Corruption-A Major Obstacle in Reducing Poverty

When Sen talks about poverty in terms of “capability deprivation” (Development as Freedom, P. 87) or Jeffery Sachs associates it with “deprivation in well-being” (The End of Poverty) or Economists view it in strictly Gross Domestic Product of a country or from the microscope of Gross Happiness Index; I wonder what if there is one major obstacle in the way of increasing the human capability or well-being in a society/country. An obstacle that does not allow countries to take full benefit from its poverty alleviation policies and seek progress as planned. I think there may be many factors that may reduce the impact of global and domestic efforts towards reducing poverty but widespread corruption in poverty ridden countries/societies may be one of the prominent reasons behind “capability deprivation” and “deprivation in well-being”. According to Amitai Etzioni (Professor of International Relations at George Washington University) in his article Corruption Reduction (Harvard International Review, winter 2011 Volume 32, No.4) World Bank had invested scores of billions of dollars since mid 1990s for economic development in 25 developing countries, and due to widespread corruption in these countries more than half had the same or worsening rates of per capita income from the mid 1990s to the early 2000s. Transparency International Report 2010, Sub-Saharan Africa has seen 62% increase in the corruption levels from 2007-2010 whereas Asia Pacific has seen 47% and Latin America has seen 51% increase in their corruption levels during the same period.

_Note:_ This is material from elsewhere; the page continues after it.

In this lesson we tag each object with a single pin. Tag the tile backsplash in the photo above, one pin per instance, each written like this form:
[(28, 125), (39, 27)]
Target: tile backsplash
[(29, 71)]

A US State Department report found Iraqi government to be rife with corruption at all levels and according to Iraq’s top anti-corruption investigator, around US$11billion dollars are lost to misconduct/corruption in Iraq. Transparency International ranks Afghanistan as the second most corrupt nation among 180 countries with about 23 percent of its GDP is paid in bribes (Etizioni).

 I think it should be of no surprise that poverty ridden countries happen to be the most corrupt ones as well and vice-a-versa. When global efforts to alleviate the poverty hit corrupt practices we can see not only loss of aid money but also loss of hope for many living in dire situation which in turn makes human rights organizations’ job much more daunting.